The discontent from economists has mainly arisen due to the remarkable stability of labor’s share of GDP throughout the 20th century. Indeed, it was something that John Maynard Keynes famously referred to as a miracle.
The researchers analyzed data from across the OECD in manufacturing, wholesale, retail, utilities, services, transportation, and finance sectors, including data on payroll, output, and total employment.
What is clear from the data in these sectors is that a relatively small number of highly competitive firms have dominated each market. In retail, for instance, the leading four companies had previously accounted for just 15% of sales in 1981, but by 2011 this had mushroomed to 30%. Similar growth appeared in other industries, whether utilities (29% to 41%) or manufacturing (39% to 44%).
Meanwhile, the payroll-to-sales ratio was also on the decline, with the only exception across all sectors analyzed being finance. In manufacturing, for instance, the ratio fell from 18% in 1981 to 12% in 2011.
Uneven spread
This decline in labor’s share of GDP is not common across each industry however. Instead, it’s changing primarily at those businesses that have come to dominate their respective markets, and because those firms are dominating their markets, it’s shifted the entire economy.
This is an important point, as these market dynamics appear to be more important than automation and technological investment, which have widely been blamed for the erosion of workers pay and status in the workplace.
Similarly, the researchers found no real impact of changes in trade policy, and in particular to the impact of globalization on domestic wages, which is equally important as outsourcing and foreign competition have also been widely blamed for declining fortunes for domestic workers.
The researchers are at pains to point out that these leading firms are not exploiting workers per se, and many of them pay above-average wages to ensure they can attract the best and the brightest. It’s more a case that these firms are able to extract more value from the employees, and these firms have taken an ever larger piece of each market they’re in.
Digital leaders
The authors believe that the success of these leading firms is not because they alone have invested in technology, for their ascendancy coincides with investment in technology across each sector.
“We shouldn’t presume that just because a market is concentrated — with a few leading firms accounting for a large fraction of sales — it’s a market with low productivity and high prices,” they explain. “It might be a market where you have some very productive leading firms.”
Much of the competition that exists is platform specific, which requires a significant investment to create, but once scale has been reached, it’s incredibly hard for competitors to replicate.

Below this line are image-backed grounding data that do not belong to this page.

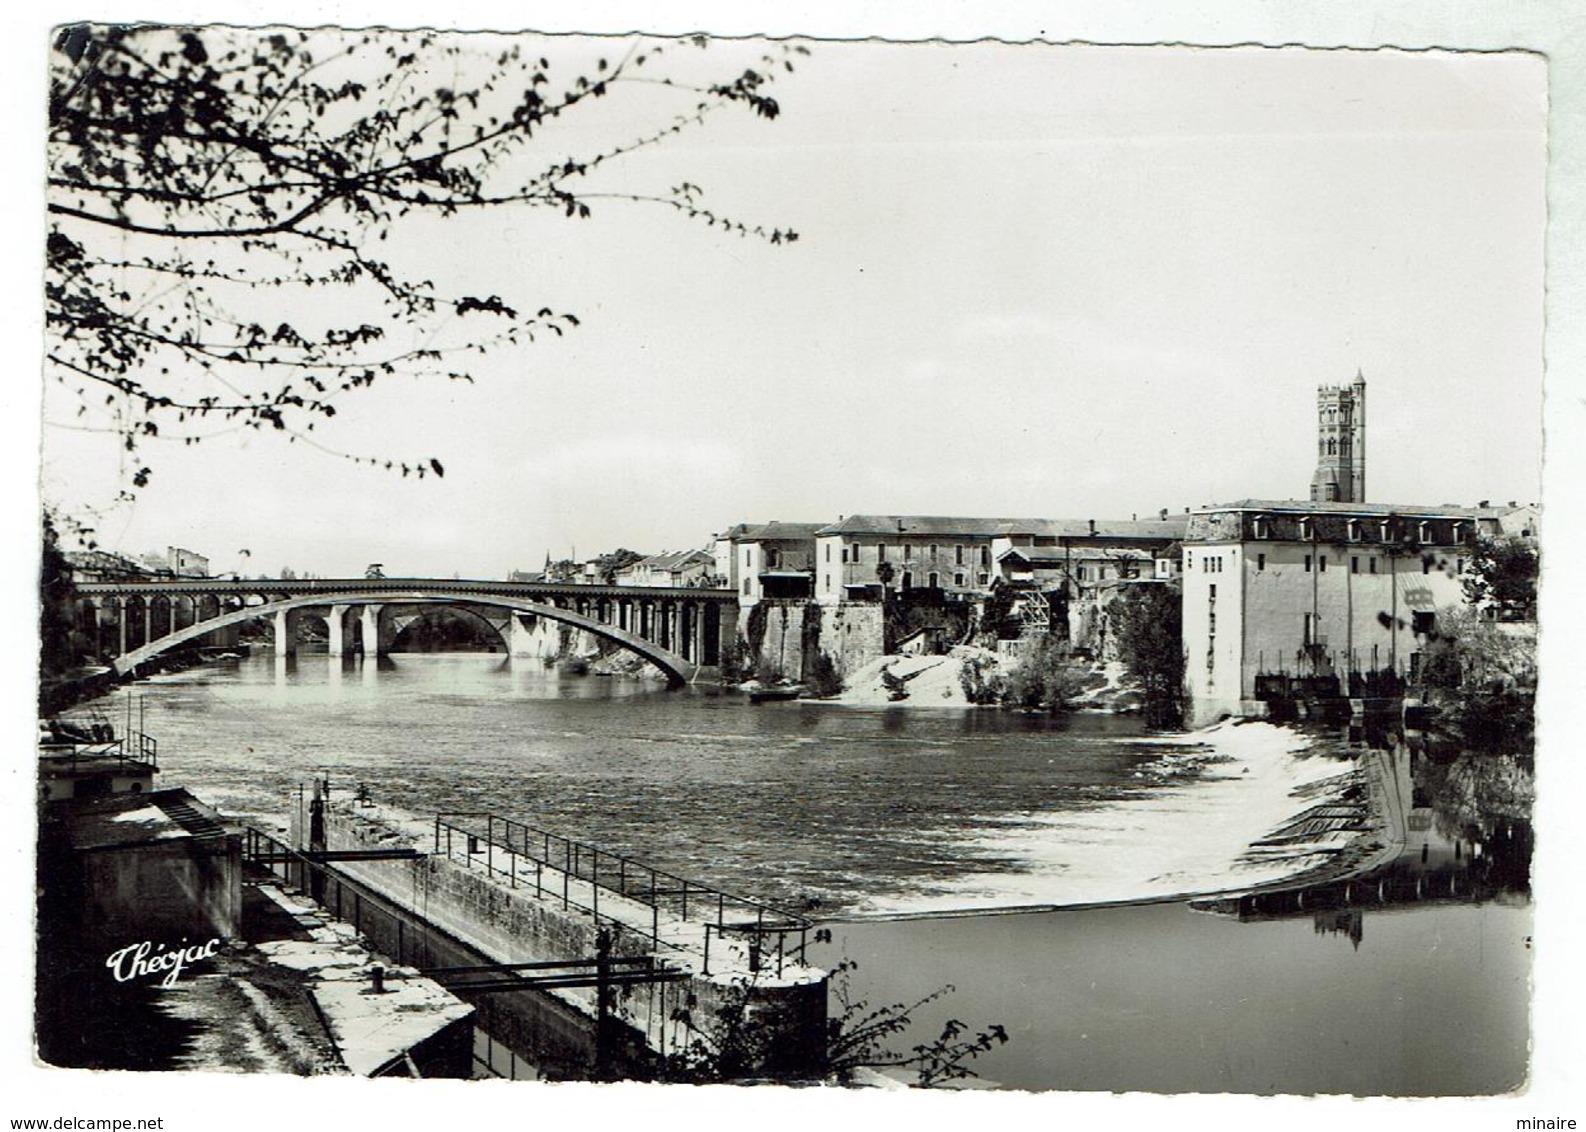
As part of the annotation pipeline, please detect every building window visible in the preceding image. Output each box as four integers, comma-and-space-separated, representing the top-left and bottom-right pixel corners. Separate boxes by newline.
1418, 522, 1433, 545
745, 548, 752, 568
743, 579, 750, 596
825, 544, 831, 563
841, 547, 849, 565
1208, 584, 1217, 600
1304, 554, 1312, 572
824, 574, 831, 592
980, 547, 990, 567
1076, 566, 1088, 581
1351, 556, 1359, 574
929, 544, 939, 561
1299, 518, 1313, 541
954, 572, 965, 587
1252, 517, 1268, 539
1423, 558, 1433, 575
1319, 555, 1327, 572
878, 543, 887, 563
901, 571, 912, 590
955, 545, 964, 565
1257, 553, 1266, 571
1347, 519, 1361, 542
1370, 557, 1378, 574
928, 571, 939, 588
1303, 613, 1315, 645
1185, 552, 1193, 570
978, 573, 990, 586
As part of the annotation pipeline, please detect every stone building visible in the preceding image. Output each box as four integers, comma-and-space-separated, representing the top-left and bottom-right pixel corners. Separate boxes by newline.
711, 521, 826, 606
811, 515, 1027, 605
1309, 371, 1367, 503
613, 549, 715, 588
1180, 499, 1523, 725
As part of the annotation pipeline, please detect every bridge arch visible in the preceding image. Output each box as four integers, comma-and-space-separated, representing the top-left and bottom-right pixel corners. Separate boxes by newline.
384, 604, 511, 652
110, 590, 702, 686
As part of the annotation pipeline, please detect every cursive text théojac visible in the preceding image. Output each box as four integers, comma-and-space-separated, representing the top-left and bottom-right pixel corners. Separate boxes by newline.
105, 938, 222, 988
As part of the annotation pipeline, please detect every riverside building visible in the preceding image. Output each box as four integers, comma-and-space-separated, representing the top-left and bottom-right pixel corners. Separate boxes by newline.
1180, 499, 1525, 726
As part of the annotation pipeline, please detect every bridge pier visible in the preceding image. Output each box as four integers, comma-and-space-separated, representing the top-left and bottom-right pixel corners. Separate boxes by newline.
326, 604, 356, 658
273, 609, 296, 658
359, 604, 389, 658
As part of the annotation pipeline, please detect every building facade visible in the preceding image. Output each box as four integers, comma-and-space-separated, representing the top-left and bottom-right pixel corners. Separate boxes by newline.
1180, 499, 1516, 725
712, 521, 826, 606
812, 516, 1024, 605
613, 549, 715, 588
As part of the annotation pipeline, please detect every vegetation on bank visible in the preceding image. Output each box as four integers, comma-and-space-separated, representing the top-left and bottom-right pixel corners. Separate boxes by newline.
1415, 534, 1538, 758
1111, 584, 1186, 729
655, 956, 1008, 1087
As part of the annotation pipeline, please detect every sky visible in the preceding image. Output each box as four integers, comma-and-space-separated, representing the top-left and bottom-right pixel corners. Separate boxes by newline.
39, 33, 1546, 579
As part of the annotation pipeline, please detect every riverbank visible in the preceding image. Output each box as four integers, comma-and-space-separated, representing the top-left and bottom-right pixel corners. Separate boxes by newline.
827, 647, 1138, 711
851, 718, 1381, 917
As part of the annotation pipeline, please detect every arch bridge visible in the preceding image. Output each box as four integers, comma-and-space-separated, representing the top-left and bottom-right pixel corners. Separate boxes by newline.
70, 577, 741, 687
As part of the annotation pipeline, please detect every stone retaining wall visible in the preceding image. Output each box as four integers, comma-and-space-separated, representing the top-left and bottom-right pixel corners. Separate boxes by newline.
291, 799, 828, 1078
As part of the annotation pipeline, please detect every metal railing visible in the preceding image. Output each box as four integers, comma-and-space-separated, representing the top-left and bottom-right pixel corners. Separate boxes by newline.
37, 729, 159, 771
433, 812, 810, 975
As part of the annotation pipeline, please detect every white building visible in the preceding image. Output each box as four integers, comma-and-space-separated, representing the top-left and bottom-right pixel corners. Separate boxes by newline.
1180, 499, 1523, 725
613, 549, 715, 589
712, 521, 826, 605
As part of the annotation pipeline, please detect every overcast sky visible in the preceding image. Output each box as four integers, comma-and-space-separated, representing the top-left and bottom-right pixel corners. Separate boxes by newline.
41, 35, 1546, 578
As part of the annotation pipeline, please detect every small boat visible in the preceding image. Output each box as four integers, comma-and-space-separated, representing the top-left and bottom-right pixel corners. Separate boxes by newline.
749, 684, 805, 704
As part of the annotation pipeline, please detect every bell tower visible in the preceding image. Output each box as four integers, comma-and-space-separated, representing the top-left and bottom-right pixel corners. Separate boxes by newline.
1309, 370, 1367, 503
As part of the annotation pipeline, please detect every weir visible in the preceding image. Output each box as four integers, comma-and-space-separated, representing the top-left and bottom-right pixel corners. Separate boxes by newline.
285, 783, 830, 1080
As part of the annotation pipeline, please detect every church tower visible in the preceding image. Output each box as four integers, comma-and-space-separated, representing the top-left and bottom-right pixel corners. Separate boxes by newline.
1309, 371, 1367, 503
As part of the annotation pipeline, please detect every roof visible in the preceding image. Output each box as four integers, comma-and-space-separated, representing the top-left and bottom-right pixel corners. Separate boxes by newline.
1197, 499, 1504, 519
1008, 517, 1190, 539
630, 549, 713, 571
998, 546, 1150, 567
64, 550, 148, 575
61, 788, 229, 852
817, 514, 1189, 539
720, 521, 828, 542
818, 515, 1054, 537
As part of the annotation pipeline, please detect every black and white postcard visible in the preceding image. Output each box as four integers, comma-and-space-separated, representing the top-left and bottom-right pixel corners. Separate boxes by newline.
14, 4, 1582, 1129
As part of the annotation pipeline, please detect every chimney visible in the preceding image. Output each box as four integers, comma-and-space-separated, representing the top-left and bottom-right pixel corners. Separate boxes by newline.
1088, 519, 1096, 535
1159, 509, 1168, 521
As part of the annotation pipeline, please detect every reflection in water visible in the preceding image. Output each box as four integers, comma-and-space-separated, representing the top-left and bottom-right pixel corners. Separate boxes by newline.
1194, 717, 1533, 957
1313, 908, 1364, 949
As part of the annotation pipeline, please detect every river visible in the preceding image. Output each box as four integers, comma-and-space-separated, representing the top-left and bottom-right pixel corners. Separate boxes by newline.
71, 650, 1532, 1094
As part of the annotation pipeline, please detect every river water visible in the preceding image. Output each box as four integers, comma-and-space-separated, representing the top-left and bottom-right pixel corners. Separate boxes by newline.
77, 651, 1532, 1094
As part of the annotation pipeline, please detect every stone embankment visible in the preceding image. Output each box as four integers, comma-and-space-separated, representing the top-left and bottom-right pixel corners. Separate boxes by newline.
291, 795, 831, 1078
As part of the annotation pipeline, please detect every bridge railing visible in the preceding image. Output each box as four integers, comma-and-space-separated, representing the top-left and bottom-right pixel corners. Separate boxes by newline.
433, 812, 810, 975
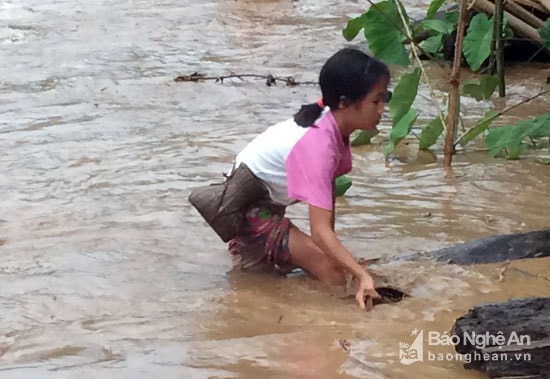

Despite this highly defensive position, the authors believe it’s important to distinguish between firms that become “lazy monopolists” who abuse their position to increase prices, or firms who come to dominate their industry through competitive forces. The current situation, they argue, is largely a result of the latter rather than the former, with innovation happening at a tremendous pace, even in sectors where a small number of firms dominate.
There is no guarantee that this level of investment in innovation will continue, however, nor that the dominant market position of firms won’t ultimately end up being abused.
“Once a firm is that far ahead, there’s potential for abuse,” the researchers say. “Maybe Facebook shouldn’t be allowed to buy all its competitors. Maybe Amazon shouldn’t be both the host of a market and a competitor in that market. This potentially creates regulatory issues we should be looking at. There’s nothing in this paper that says everyone should just take a few years off and not worry about the issue.”
While not the final word on the topic, it does nonetheless add an interesting element to a debate that is likely to rage on for some time to come.